Şimdi de Ganj Nehrinde ne yapılmaya çalışıldığına bakalım:

Dr Anjana Pant, WWF ekibi ile birlikte Kanpur Bölgesi’nde pilot bir proje başlatmıştır. Bu projeye göre, nehir suyuna, suyun içindeki zararlı mikroplar ve atıklarla, pestisitlerle beslenen bir bakteri ilave edilmektedir. Ham nehir suyunun ve bakteri ilave edilmiş nehir suyunun fotoğraflarını makaleden aldığım aşağıdaki resimde görebilirsiniz. Atıksu arıtma ile ilgili olarak çeşitli platformlarda, Ergene vya Ganj gibi yaşamın sona erdiği nehirlerde, nehri temizlemeye başlamanın (atıksu deşarjının durmasını beklemeden temizlemeye başlamanın altını çizmeliyim!) birinci aşamasının mutlaka nehirdeki doğal besin zincirinin en alt halkasını oluşturan bakterilerin ilave edilmesi gerektiğini belirtmiştim. Çünkü tüm nehir yatağı bir arıtma tesisi gibi davranabilir. Dipte biriken zehirli çamurlar ancak ve en ekonomik olarak mikroorganizma etkinliği sayesinde azaltılabilir. Dip çamurları, mekanik olarak çıkartılmamalıdır. Bu ayrıca depolama ve işleme sorununa da yol açar. Daha fazla maliyet demektir.  

(Şekildeki yazının çevirisi: Ganj’dan alınan suyun ham haliyle (solda), bakteriyle arıtılmış hali (sağda) arasındaki net fark.)

Aynı Ganj nehrinde olduğu gibi, Ergene nehrinin de birçok bölümünde yaşam tükenmiştir.
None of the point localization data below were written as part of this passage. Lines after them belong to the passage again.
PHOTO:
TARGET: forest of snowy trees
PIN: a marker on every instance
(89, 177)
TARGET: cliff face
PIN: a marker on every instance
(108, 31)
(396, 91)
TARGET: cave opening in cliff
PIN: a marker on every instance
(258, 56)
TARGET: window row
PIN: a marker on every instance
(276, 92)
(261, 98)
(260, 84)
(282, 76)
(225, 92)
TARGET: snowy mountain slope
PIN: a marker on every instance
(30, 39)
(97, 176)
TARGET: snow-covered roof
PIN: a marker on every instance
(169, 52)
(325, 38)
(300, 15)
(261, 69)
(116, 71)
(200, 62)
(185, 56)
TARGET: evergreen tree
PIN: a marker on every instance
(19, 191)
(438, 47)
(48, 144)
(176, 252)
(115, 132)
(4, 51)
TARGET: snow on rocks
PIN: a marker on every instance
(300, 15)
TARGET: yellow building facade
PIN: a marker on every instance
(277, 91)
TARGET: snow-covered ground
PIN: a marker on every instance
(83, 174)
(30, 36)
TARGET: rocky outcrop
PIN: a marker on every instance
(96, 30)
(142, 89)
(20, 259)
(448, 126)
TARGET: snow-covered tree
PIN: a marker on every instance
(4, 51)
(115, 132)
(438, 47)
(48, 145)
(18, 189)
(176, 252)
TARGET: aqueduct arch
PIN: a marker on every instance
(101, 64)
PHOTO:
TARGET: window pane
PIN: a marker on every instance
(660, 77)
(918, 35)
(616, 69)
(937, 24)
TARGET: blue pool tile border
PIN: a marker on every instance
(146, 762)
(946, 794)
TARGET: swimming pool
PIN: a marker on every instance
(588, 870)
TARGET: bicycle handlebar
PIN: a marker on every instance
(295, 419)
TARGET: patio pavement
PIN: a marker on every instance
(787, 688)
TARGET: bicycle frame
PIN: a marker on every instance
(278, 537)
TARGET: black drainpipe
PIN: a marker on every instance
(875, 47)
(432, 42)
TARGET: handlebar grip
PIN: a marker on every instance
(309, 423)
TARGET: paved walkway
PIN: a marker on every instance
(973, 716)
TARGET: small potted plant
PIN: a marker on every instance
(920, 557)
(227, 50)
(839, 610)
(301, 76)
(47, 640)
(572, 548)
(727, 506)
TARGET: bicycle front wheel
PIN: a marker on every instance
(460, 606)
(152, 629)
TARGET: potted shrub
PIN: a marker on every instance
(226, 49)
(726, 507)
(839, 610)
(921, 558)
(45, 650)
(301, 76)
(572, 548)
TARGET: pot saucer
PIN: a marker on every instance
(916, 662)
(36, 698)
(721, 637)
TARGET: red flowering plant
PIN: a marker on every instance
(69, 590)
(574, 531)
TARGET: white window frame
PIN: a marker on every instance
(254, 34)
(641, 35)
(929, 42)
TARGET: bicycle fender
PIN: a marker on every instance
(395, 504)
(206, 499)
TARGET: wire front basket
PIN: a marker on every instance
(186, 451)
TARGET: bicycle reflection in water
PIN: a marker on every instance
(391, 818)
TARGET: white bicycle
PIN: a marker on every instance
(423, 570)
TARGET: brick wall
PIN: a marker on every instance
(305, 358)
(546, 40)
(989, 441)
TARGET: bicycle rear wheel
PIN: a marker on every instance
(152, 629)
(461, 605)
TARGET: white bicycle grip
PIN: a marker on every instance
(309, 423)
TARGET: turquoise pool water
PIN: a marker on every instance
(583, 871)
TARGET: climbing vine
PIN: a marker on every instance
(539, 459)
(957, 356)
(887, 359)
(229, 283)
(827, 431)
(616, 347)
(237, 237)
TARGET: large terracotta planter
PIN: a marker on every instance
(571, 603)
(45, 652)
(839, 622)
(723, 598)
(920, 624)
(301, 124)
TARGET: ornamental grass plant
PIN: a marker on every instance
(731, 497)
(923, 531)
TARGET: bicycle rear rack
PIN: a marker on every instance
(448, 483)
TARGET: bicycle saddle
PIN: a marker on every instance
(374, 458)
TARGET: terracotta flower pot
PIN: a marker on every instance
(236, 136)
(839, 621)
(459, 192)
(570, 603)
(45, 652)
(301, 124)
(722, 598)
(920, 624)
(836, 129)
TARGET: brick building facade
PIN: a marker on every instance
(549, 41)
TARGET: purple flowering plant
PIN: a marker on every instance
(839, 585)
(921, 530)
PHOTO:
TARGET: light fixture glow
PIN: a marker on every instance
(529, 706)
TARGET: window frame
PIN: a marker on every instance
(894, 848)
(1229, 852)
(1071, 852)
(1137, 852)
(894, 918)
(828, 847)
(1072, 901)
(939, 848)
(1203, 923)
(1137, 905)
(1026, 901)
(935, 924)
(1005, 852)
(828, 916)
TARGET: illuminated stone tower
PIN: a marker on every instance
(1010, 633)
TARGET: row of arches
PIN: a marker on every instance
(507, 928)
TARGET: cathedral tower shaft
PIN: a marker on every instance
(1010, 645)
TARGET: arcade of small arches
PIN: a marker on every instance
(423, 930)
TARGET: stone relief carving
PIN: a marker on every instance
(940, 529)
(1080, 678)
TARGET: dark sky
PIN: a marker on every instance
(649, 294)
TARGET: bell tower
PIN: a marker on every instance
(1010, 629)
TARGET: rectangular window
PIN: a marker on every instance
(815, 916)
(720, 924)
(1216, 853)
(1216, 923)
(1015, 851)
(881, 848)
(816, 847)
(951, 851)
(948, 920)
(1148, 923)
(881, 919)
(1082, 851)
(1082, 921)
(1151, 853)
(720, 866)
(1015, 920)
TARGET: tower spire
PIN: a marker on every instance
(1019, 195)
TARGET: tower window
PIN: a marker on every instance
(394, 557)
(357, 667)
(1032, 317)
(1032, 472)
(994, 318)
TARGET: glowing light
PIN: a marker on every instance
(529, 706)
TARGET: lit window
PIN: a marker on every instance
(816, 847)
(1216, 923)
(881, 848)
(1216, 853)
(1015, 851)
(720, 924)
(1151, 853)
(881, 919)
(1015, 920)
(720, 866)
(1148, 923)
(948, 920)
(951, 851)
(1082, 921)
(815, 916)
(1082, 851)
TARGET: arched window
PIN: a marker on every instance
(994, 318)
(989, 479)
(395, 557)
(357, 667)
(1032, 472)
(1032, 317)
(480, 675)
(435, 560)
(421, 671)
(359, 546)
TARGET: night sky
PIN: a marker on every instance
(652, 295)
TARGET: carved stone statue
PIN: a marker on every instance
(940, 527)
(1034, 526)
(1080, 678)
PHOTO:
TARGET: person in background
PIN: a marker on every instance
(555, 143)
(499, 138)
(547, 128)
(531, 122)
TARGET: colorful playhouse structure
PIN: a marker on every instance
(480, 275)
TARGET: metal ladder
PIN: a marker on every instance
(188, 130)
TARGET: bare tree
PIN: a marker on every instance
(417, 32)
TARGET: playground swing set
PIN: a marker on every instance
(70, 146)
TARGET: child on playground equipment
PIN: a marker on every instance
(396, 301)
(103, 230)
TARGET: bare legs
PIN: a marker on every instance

Kirlenmeyi tersine çevirmek için bu nehirlere ivedilikle kirlilikle beslenen bakterilerin aşılanması gerektiğinin farkına varan ve bunu bu makale vasıtasıyla bizlere de hatırlatan Hint yetkililere ve WWF derneğine çok teşekkür ederim.  Darısı Ergene’nin başına.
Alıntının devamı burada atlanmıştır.